Computer Architecture
Start Lecture #22
7.3: Measuring and Improving Cache Performance
Do the following performance example on the board.
It would be an appropriate final exam question.
- Assume
- 5% I-cache misses.
- 10% D-cache misses.
- 1/3 of the instructions access data.
- The CPI = 4 if the miss penalty is 0.
A 0 miss penalty is not realistic of course.
- What is the CPI if the miss penalty is 12?
- What is the CPI if we upgrade to a double speed cpu+cache, but keep a
single speed memory (i.e., a 24 clock miss penalty)?
- How much faster is the
double speed
machine?
It would be double speed if the miss penalty were 0 or if there
was a 0% miss rate.
Homework: 7.17, 7.18.
A lower base (i.e. miss-free) CPI makes stalls appear more expensive
since waiting a fixed amount of time for the memory
corresponds to losing more instructions if the CPI is lower.
A faster CPU (i.e., a faster clock) makes stalls appear more expensive
since waiting a fixed amount of time for the memory corresponds to
more cycles if the clock is faster (and hence more instructions since
the base CPI is the same).
Another performance example.
- Assume
- I-cache miss rate 3%.
- D-cache miss rate 5%.
- 40% of instructions reference data.
- miss penalty of 50 cycles.
- Base CPI is 2.
- What is the CPI including the misses?
- How much slower is the machine when misses are taken into account?
- Redo the above if the I-miss penalty is reduced to 10 (D-miss
still 50)
- With I-miss penalty back to 50, what is performance if CPU (and the
caches) are 100 times faster
Remark:
Larger caches have longer hit times.
Reducing Cache Misses by More Flexible Placement of Blocks
Improvement: Associative Caches
Consider the following sad story.
Jane has a cache that holds 1000 blocks and has a program that only
references 4 (memory) blocks, namely 23, 1023, 123023, and 7023.
In fact the references occur in order: 23, 1023, 123023, 7023, 23,
1023, 123023, 7023, 23, 1023, 123023, 7023, 23, 1023, 123023, 7023,
etc.
Referencing only 4 blocks and having room for 1000 in her cache,
Jane expected an extremely high hit rate for her program.
In fact, the hit rate was zero.
She was so sad, she gave up her job as webmistress, went to medical
school, and is now a brain surgeon at the mayo clinic in rochester
MN.
So far We have studied only direct mapped caches,
i.e. those for which the location in the cache is determined by the
address.
Since there is only one possible location in the cache for any
block, to check for a hit we compare one tag with
the HOBs of the addr.
The other extreme is fully associative.
- A memory block can be placed in any cache block.

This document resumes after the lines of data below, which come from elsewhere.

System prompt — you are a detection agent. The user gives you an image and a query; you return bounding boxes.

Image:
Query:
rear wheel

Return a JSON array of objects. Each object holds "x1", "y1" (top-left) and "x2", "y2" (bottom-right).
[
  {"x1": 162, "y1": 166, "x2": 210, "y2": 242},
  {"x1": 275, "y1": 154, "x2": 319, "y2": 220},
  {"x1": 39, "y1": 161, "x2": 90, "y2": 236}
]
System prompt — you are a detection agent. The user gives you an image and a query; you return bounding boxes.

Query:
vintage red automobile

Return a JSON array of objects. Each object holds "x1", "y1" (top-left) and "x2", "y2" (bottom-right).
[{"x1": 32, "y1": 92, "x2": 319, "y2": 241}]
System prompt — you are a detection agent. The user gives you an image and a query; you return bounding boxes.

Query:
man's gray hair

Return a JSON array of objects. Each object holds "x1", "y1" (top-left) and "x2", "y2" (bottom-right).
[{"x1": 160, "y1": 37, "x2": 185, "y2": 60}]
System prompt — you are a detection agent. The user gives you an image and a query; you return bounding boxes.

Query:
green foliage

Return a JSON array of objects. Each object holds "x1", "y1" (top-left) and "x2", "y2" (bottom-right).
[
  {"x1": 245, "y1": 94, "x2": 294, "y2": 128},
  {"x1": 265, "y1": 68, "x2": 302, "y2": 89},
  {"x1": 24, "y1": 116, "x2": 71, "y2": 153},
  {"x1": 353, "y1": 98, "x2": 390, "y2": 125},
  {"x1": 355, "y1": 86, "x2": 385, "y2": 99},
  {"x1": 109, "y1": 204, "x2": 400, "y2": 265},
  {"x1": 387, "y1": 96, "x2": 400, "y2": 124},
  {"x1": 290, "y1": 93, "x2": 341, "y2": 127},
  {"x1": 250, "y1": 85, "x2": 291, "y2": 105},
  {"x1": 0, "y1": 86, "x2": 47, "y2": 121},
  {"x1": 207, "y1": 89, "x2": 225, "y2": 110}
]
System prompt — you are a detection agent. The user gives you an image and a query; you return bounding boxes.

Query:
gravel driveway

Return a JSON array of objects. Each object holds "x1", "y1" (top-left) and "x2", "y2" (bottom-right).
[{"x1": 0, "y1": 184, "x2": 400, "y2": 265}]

- Since any memory block can be in any cache block, the cache
index where the memory block is stored tells us nothing about
which memory block is stored there.
Hence the tag must be the entire address.
Moreover, we don't know which cache block to check so we must
check all cache blocks to see if we have a hit.
- The larger tag is a problem.
- The search is a disaster.
- It could be done sequentially (one cache block at a time),
but this is much too slow.
- We could have a comparator with each tag
and mux all the blocks to select the one that matches.
- This is too big due to both the many comparators and
the humongous mux.
- However, it is exactly what is done when implementing
translation lookaside buffers (TLBs), which are used with
demand paging.
- Are the TLB designers magicians?
Ans: No.
TLBs are small.
- An alternative is to have a table with one entry per
memory block telling if the memory block is in
the cache and if so giving the cache block number.
This is too big and too slow for caches but is exactly what is
used for virtual memory (demand paging) where the memory blocks
here correspond to pages on disk and the table is called the
page table.
Set Associative Caches
Most common for caches is an intermediate configuration called
set associative or n-way associative (e.g., 4-way
associative).
The value of n is typically 2, 4, or 8.
If the cache has B blocks, we group them into B/n
sets each of size n.
Since an n-way associative cache has sets of size n blocks, it is
often called a set size n cache.
For example, you often hear of set size 4 caches.
In a set size n cache,
memory block number K is stored in set K mod the number of sets,
which equals K mod (B/n).
- In the picture on the right we are trying to store memory
block 12 in each of three caches.
- Figure 7.13 in the book, from which my figure was taken, has a
bug.
Figure 7.13 indicates that the tag for memory block 12 is 12 for
each associativity.
The figure to the right corrects this.
- The light blue represents cache blocks in which the memory
block might have been stored.
- The dark blue is the cache block in which the memory block
is stored.
- The arrows show the blocks (i.e., tags) that must be
searched to look for memory block 12. Naturally the arrows
point to the blue blocks.
The figure above shows a 2-way set associative cache.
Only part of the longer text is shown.